Greg Gerke


The couple wasn’t related to me and I adored that. Because they were taking me to the dumpsters at Safeway, I couldn’t exit their squabble-filled minivan just yet. I was in the backseat, a little peaked, days from my last saltine. She drove. She was blond and her eyes worked like she’d been in a boxing match without gloves. Yes, that is a sidewalk we are driving on. Every few minutes she’d offer me an empty bag of Cheetos. “Go ahead. You live on the street and Cheetos are too good for you?”

What could I say? You are offering me a bag absent all crunchy, riboflavinified curds? Most talking creatures offer food when there is food to be had. But you’re different—and that was a stop sign.

The four years in Germany did me well though. I morphed into Deutsche mode, spoke into my armpit, and she left me alone.

The man said he was from Cincinnati. He rolled his neck a lot and had confetti in his greasy locks. Halliburton-hatted, he had worked for them in Wyoming and shot one of the FBI’s Most Wanted on a night shift during the eighties. I never did get his name but those of his teeth were very clear: The ‘Fab Four.’ One up top and three on bottom.
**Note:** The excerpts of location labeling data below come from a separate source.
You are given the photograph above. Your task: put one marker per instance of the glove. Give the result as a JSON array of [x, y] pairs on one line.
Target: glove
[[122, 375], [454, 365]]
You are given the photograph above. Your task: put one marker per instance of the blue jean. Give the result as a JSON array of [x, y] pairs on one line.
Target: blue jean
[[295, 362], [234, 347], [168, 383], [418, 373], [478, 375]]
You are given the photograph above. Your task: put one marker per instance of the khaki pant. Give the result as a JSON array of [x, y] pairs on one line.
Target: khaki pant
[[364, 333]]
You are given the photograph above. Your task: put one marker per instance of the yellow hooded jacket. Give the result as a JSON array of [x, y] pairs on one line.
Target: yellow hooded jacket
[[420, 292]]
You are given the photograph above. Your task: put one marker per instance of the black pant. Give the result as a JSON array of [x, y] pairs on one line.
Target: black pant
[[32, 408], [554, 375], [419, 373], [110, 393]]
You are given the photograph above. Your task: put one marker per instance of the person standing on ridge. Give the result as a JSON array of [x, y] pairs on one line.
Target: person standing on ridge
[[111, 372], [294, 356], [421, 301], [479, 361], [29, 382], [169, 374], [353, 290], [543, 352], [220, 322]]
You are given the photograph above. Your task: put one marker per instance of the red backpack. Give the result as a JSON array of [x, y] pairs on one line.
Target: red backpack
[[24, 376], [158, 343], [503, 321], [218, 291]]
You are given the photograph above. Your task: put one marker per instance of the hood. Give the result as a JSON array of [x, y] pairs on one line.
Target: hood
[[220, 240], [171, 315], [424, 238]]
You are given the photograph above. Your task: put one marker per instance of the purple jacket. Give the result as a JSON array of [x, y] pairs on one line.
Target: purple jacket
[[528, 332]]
There was that contribution and his mantra—They don’t care. Cars pulling out in front of us—They don’t care. Stories of mean co-workers—They don’t care. Doctors who told him the pills would completely take care of his migraines—They don’t care. He voiced it four dozen times during the half-hour drive and every time my spirits plunged. I’d resided in a cardboard box for two years, homeless, and my rancor was aimed at every country but Belgium. But now? Maybe they didn’t care. Maybe everyone in the mighty world, Belgians included, didn’t give two peanut sprinkled shits. I shuddered, complete with a sphincter crunch, as the woman turned up the talk radio before telling a story about her daughter. How her father fed the girl hot dogs when she was less than two but more than one.
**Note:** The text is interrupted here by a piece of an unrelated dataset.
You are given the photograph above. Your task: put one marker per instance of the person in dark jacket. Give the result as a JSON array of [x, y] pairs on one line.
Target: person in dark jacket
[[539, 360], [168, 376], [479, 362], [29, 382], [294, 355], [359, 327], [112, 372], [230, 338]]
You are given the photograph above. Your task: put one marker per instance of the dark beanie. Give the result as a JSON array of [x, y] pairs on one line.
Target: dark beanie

“’Grandpa!’ I called him Grandpa even though he was my dad—you know, a term of encroachment.”

The man swiveled, adjusted his mesh cap and nodded, “Yep, they don’t care.”
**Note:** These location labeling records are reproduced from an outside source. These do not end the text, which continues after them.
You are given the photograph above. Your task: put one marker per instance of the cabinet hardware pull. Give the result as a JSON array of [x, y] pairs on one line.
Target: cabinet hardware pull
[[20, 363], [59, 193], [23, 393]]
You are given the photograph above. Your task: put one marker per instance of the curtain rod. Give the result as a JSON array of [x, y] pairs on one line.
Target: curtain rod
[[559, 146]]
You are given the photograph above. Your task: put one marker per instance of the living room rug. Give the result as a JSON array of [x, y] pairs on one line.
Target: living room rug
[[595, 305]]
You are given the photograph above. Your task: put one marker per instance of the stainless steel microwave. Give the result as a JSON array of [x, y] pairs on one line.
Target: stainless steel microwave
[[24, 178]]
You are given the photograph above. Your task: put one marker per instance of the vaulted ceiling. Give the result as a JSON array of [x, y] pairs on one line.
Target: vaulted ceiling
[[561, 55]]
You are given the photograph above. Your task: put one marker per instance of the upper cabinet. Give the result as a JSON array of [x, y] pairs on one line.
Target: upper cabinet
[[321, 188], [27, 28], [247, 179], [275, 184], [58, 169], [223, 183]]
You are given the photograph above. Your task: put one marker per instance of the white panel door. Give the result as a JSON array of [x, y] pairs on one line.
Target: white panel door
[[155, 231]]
“So I says, ‘Grandpa, little baby Frieda don’t have no teeth. You just can’t give her a whole hot dog. How does she bite?’”

“See, they don’t care.”

“And he says to me, he says, ‘Well, she’s a smart little thing. She can get out of her crib. I thought she could figure this one out too.’ And says, ‘I ain’t no maid. I’m retired and Fortune Wheel on and anyways when I was her age my old man had me helping him with the chores already and I was carrying bricks up four flights a stairs.’ And I says to him, ‘No Grandpa. It against the law for a two-years-old to do manual labors. You must a been way older, like ten or eleven or twelve.’”

The man tipped the bill of his hat. “There, you see. It’s just as I said, they don’t care. They don’t. Really. They’ll beat you down—”

The woman turned up the radio; it was a show on vacuum cleaners. “Hey you want some Cheetos back there? I thought he was hungry.”

“Was? Ich bin okay.”

“Ich bin alright already,” she said.

“Hey, at least I got me more teeth than that baby,” the man said, ejecting both barrels of snot with a beefy chortle.

“Don’t laugh you rotten father figure!”

The dumpsters behind Sun Valley’s Safeway were always angled from the building so sanitation trucks could get a good hold. That is, they were at angles until we hit them. “Holy monkey shit!” the woman yelled. The minivan creaked and wept like an iceberg had mauled it.

I was turned upside down, halfway into the front that smelled of baby wipes. The guy’s knees were plastered into the glove compartment, but something else tickled him. “Where’s my hat? My hat!” he raged.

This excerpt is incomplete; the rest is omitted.